The Antisec post had suggested a list of 12.4 million UDIDs had been extracted from an FBI agent's laptop along with matching usernames, mobile numbers and other personal details. The group released a file containing one million codes as proof.

Image caption,
Antisec are an offshoot of Anonymous dedicated to highlighting computer security issues

The implication was that the FBI might have been using them to spy on Apple device owners.

The news had the potential to be particularly damaging as the agent named - Christopher Stangl, from the agency's Regional Cyber Action Team - had represented it in public at security conferences.

However, the FBI strongly denied the allegation shortly after it was made, publishing a tweet that read: "We never had the info in question. Bottom Line: TOTALLY FALSE."

Antisec attacked

BlueToad has subsequently added that less than two million Apple device name and UDID codes had been stolen, rather than the claim of 12 million codes and other personal information.

One security expert suggested the news would undermine future claims by Antisec.
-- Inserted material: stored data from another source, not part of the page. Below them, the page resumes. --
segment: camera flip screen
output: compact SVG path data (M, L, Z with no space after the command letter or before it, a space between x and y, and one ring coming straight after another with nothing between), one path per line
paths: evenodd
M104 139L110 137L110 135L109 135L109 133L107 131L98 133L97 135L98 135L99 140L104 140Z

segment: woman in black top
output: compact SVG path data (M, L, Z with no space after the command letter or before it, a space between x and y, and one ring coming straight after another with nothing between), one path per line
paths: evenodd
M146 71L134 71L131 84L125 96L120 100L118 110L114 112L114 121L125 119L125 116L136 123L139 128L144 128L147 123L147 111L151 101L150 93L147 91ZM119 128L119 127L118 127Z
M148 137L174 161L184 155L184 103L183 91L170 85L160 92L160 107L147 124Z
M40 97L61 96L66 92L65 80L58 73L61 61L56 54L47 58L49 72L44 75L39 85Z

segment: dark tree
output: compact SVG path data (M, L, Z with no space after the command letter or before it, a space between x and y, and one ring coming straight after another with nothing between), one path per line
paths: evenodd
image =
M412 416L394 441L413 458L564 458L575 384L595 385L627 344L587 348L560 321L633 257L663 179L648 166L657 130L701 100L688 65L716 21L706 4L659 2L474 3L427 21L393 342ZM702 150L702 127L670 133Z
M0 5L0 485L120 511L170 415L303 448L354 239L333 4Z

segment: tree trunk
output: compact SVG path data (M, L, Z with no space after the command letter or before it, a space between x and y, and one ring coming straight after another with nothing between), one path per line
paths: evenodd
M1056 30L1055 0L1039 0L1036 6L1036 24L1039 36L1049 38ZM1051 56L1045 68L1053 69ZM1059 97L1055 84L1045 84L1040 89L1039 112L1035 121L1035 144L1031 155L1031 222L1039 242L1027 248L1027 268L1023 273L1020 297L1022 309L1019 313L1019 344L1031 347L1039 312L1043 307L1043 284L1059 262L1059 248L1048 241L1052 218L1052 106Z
"Whatever credibility they had has certainly been damaged by making a claim that appears to be entirely false and having totally misrepresented their abilities," said Rik Ferguson, director of security research at Trend Micro.

"They must have known this would be exposed at some point.

"They had probably hoped that it would only be after the FBI had carried out a longer internal audit to confirm it had not been compromised, resulting in confusion and expense in the meantime."